Westmont Magazine Artistic Inspiration
Stephanie Smith ’06 uses her exceptional artistic gifts to praise God and to minister to the communities that surround her. Last summer she felt inspired to create a series of eight powerful watercolors that explore the beatitudes Jesus delivered in the Sermon on the Mount (Matthew 5-7). Images of Third World poverty — where innocent children suffer — bring life to each lesson. But vibrant hope and color illuminate the pictures as well to illustrate God’s eternal presence in times of trouble.
Stephanie didn’t realize that her first piece, “Blessed Is He,” would end up being part of a series. She created the painting in a watercolor class during her first year at Westmont. There was something different about the process and the way the image touched her heart.
“The painting just flowed out of me so easily,” she recalls. “It was the first time I wasn’t creating something for myself. I felt like these pictures needed to be painted.”

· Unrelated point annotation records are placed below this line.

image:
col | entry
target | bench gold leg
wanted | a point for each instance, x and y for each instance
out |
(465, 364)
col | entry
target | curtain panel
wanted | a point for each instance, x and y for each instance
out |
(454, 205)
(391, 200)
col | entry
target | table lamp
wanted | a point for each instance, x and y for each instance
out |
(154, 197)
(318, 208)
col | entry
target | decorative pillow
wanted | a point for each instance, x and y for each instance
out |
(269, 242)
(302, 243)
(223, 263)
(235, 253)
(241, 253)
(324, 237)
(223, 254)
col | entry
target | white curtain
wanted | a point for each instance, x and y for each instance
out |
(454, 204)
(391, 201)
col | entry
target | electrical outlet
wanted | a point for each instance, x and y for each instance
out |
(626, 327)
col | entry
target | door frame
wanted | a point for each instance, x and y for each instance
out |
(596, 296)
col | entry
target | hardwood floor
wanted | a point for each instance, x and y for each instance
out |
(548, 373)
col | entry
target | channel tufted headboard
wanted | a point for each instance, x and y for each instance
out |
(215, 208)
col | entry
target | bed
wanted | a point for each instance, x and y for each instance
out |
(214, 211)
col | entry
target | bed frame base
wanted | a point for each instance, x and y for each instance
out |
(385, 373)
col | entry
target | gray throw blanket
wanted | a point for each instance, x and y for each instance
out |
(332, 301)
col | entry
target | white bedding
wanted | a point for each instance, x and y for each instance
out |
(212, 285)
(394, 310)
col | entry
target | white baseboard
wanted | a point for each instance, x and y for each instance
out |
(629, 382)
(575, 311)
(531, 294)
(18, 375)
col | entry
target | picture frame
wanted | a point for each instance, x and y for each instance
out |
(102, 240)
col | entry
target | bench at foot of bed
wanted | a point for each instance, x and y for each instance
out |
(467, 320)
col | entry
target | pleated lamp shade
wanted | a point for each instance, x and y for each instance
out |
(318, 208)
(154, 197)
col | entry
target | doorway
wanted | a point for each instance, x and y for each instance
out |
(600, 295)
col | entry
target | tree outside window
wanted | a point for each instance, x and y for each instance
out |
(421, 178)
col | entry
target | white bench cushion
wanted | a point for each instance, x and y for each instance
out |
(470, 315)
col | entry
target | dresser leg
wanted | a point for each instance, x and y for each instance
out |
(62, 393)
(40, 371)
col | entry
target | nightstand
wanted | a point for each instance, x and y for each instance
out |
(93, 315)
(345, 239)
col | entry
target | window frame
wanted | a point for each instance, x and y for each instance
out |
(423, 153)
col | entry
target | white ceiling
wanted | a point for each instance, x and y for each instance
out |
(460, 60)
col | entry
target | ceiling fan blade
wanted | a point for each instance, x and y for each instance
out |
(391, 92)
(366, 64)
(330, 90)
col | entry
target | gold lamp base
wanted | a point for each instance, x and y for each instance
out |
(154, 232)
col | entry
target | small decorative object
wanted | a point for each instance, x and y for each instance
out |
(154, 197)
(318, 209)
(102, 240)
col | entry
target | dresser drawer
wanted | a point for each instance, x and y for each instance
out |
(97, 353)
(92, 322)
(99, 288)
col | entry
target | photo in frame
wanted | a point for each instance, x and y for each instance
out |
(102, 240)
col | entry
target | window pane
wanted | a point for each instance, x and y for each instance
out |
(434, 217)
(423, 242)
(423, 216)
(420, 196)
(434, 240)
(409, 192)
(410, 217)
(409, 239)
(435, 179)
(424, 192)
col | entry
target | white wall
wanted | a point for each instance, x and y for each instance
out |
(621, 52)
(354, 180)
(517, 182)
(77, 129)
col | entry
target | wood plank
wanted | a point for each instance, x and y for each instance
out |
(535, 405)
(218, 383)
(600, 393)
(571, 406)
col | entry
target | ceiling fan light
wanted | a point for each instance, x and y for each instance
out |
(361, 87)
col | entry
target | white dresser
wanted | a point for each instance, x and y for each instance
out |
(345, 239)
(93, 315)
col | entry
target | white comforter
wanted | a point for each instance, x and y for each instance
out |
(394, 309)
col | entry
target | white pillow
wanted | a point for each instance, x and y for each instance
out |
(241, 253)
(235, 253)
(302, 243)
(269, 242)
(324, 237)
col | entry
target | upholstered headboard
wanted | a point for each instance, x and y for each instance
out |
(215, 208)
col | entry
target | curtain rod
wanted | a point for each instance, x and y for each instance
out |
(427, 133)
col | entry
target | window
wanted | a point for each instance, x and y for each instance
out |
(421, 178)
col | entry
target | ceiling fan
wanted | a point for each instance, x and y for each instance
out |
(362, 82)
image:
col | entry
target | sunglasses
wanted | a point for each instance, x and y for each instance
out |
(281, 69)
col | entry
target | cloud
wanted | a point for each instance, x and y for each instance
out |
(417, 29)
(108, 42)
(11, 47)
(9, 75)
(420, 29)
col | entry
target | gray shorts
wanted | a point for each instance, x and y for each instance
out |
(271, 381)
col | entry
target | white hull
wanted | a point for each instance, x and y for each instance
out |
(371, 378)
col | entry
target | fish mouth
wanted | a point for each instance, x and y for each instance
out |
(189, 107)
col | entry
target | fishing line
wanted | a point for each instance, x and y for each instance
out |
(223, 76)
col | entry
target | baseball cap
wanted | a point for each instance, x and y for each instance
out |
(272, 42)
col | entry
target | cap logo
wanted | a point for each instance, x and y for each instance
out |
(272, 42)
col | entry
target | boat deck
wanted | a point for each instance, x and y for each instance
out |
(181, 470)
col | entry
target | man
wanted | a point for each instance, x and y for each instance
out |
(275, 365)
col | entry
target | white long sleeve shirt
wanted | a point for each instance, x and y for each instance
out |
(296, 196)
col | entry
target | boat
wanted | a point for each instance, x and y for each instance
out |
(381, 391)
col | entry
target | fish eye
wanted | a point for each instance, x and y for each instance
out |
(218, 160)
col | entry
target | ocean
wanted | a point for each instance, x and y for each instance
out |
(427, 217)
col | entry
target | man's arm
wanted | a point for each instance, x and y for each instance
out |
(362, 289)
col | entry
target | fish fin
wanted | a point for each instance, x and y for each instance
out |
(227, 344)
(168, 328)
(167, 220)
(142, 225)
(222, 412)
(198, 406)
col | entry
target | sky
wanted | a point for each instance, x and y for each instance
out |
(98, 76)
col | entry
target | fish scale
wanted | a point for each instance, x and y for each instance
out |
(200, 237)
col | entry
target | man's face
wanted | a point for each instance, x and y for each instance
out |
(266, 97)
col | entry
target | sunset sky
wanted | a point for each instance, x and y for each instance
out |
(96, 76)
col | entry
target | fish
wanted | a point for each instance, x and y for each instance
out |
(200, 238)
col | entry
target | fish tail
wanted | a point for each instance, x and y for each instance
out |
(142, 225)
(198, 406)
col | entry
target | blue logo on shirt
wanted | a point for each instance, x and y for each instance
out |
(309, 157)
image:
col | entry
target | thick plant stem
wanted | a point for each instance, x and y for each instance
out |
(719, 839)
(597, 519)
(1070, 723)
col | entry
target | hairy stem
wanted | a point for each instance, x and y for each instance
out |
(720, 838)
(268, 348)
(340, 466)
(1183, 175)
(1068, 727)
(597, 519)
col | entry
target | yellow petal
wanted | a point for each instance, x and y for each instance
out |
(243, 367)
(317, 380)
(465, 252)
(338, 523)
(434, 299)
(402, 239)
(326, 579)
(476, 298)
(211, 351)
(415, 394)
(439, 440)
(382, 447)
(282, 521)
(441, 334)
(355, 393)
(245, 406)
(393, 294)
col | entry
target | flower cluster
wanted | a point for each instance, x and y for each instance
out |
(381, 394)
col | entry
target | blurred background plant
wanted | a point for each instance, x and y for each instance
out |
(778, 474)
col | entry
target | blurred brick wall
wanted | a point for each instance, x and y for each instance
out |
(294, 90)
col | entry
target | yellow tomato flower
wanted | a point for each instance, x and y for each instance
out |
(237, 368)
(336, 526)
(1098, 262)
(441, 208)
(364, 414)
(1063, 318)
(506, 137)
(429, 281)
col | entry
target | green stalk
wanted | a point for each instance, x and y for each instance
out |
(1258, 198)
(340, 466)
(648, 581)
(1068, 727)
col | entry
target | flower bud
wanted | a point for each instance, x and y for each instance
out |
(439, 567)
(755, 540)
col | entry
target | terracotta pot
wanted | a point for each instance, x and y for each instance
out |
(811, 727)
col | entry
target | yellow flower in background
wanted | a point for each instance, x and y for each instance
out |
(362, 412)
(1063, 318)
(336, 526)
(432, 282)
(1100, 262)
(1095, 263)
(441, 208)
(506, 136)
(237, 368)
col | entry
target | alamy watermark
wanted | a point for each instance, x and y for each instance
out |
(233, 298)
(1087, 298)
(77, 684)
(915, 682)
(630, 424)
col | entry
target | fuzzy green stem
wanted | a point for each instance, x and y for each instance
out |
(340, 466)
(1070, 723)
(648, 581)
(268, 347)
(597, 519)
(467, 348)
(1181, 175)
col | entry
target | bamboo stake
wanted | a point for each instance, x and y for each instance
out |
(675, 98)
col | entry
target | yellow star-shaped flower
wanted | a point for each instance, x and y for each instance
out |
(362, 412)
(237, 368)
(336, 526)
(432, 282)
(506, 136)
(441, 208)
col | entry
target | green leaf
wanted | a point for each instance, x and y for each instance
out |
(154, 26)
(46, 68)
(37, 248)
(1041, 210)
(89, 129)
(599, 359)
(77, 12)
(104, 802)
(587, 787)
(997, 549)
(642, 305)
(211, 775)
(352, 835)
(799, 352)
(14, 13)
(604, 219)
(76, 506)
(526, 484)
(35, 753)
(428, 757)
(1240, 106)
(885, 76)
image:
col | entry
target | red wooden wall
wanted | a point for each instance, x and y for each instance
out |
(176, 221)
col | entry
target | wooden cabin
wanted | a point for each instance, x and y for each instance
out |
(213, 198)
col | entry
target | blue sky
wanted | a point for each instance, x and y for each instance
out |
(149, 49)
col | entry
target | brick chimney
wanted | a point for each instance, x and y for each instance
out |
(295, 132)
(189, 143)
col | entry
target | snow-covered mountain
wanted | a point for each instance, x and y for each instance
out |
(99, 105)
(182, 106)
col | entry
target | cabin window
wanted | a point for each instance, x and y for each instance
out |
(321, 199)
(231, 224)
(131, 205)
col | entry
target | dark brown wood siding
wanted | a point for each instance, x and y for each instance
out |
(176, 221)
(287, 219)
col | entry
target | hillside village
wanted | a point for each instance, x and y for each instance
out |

When her pastor began preaching on the beatitudes last summer, she knew she had to add to the painting she had done in class. The rest of the images poured out of her with such urgency that each detailed painting only took two days to complete. To obtain photo references for inspiration, Stephanie searched the Internet, books, and magazines such as National Geographic to find the perfect images to capture each verse.
“Before I began working on each painting, I attempted to meditate on the verse to understand what it meant,” she says.
Since her pastor’s talk on the Sermon on the Mount originally inspired Stephanie, the series went on exhibit at her church, Trinity United Presbyterian in Santa Ana, Calif. A free-lance writer visiting from Chicago saw the show and asked Stephanie if he could write an article about her.
His first piece appeared in the March/April issue of Campus Life. The editors at Brio & Beyond, a popular Christian teenage magazine from Focus on the Family, were also interested in Stephanie. Brio published a cover story about her in the May 2004 issue. The article triggered a flood of positive feedback, and many people have asked to buy one or more of the paintings. However, Stephanie believes that breaking the set apart would make its ministry substantially less powerful and plans to keep it together.
Strong support from the Westmont community has encouraged Stephanie to continue with the project. The series on the beatitudes appeared in an exhibit in the college library during the spring, where students, staff and parents saw the colorful and inspirational paintings.
In the fall, Stephanie will participate in Westmont’s new semester-long program in Queretaro, Mexico. Not only will she study art and Spanish language and culture there, but she will paint what she encounters.
“I believe that God is calling me to do missions work,” she says. “I hope to support the people I visit by selling paintings inspired by their culture.”
This summer she plans to take on a new artistic project: interpreting the fruit of the Spirit. She hopes this work bears fruit of its own.